The set at Club Quarantine followed the arc of all good things that become a little too popular: first, a small number of people intimately connected to the cause and familiar with the references, people who know exactly why he’d play Meli’sa Morgan’s “Fool’s Paradise” early on and Frankie Beverly’s “Before I Let Go” late in the game. Then a bigger, more diverse set of folk show up, drawn by word of mouth—the scroll of A-listers popping into the room tends to have that effect. Finally, comes the list of people—Joe Biden, Bernie Sanders, a Kardashian—who might not know where exactly they are, just that there’s some cachet to being there. And some of these people were certainly represented by social-media managers who had tuned in on their behalf. (Still, it was fun to imagine that Sanders might actually be out there with a casual slouch in his bearing, one hand grasping a Guinness stout and the other thrown in the air as salute during the Buju Banton dancehall set.)

D-Nice ended around two in the morning on the East Coast, and there was a sense that people who joined the live stream had witnessed a thing, that they might talk about his set on Club Quarantine the way older partygoers reminisce about nights spent at the Paradise Garage in the eighties.
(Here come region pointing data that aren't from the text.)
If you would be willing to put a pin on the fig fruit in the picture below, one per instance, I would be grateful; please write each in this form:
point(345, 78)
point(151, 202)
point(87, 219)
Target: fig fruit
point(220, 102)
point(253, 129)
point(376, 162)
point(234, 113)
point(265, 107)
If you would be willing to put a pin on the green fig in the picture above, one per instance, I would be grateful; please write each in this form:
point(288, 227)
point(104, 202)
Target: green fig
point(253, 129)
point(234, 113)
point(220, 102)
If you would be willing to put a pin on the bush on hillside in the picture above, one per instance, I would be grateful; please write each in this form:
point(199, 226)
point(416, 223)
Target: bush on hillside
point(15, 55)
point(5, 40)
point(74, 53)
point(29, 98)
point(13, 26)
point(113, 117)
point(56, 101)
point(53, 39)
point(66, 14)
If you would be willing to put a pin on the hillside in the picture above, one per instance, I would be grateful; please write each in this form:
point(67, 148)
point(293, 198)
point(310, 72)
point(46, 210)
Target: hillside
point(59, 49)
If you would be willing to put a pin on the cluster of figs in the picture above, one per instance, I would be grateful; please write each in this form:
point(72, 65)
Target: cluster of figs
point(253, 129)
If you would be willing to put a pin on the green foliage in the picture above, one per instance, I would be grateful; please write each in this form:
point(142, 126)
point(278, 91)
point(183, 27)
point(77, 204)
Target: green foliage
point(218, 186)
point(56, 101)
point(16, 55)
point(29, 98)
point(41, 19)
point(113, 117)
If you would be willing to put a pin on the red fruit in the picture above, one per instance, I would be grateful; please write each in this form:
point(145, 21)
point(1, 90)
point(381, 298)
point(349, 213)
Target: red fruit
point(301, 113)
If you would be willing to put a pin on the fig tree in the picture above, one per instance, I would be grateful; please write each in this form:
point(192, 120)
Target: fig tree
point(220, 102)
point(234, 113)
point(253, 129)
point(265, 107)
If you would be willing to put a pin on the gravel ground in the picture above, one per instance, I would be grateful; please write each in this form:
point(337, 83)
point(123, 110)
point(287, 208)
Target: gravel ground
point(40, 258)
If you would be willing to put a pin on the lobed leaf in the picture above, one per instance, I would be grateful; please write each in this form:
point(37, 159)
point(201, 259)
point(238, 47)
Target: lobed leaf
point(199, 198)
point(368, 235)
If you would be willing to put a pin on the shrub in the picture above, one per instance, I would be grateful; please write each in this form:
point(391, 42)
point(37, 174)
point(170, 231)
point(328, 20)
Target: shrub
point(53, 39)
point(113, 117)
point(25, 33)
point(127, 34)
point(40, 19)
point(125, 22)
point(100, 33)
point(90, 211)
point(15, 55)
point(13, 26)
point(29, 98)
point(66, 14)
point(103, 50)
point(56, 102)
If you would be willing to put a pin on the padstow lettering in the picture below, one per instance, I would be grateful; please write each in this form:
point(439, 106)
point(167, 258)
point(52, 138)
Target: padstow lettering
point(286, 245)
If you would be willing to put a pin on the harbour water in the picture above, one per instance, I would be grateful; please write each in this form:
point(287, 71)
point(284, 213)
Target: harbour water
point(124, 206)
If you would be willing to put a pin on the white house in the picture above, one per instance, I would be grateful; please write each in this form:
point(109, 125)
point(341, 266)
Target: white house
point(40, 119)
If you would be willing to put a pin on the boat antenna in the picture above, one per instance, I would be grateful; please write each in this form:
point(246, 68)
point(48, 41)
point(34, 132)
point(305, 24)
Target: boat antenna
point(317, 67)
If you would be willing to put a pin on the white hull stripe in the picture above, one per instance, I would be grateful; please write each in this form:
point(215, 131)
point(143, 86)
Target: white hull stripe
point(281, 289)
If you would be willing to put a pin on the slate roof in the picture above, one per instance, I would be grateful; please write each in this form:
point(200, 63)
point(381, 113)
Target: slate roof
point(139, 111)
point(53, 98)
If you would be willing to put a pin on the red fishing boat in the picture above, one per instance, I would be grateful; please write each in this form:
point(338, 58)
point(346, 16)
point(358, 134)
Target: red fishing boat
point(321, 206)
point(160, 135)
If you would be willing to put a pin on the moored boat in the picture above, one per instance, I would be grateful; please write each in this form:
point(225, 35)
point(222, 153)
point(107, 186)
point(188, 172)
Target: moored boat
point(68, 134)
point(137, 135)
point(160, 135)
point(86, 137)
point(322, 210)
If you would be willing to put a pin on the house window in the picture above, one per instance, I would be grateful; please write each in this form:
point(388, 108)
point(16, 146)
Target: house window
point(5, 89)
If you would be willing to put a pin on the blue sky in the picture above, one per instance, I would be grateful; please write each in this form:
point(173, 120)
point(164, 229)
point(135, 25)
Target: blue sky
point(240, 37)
In the currency of social media, D-Nice took in a haul—six hundred thousand new Instagram followers—but, more significantly, he took people’s minds off the invisible peril that surrounds us. If our physical worlds have contracted, our virtual ones, D-Nice seemed to be pointing out, retain far broader horizons. As the set wound down, the digital crowd drifted away, back to their bottles of hand sanitizer and stockpiles of toilet paper, back to monitoring every sneeze as an omen of ill health. The virus is still around, but so is Club Quarantine. Before D-Nice signed off, he told his stragglers that he’d be spinning again at 6 P.M. on Sunday.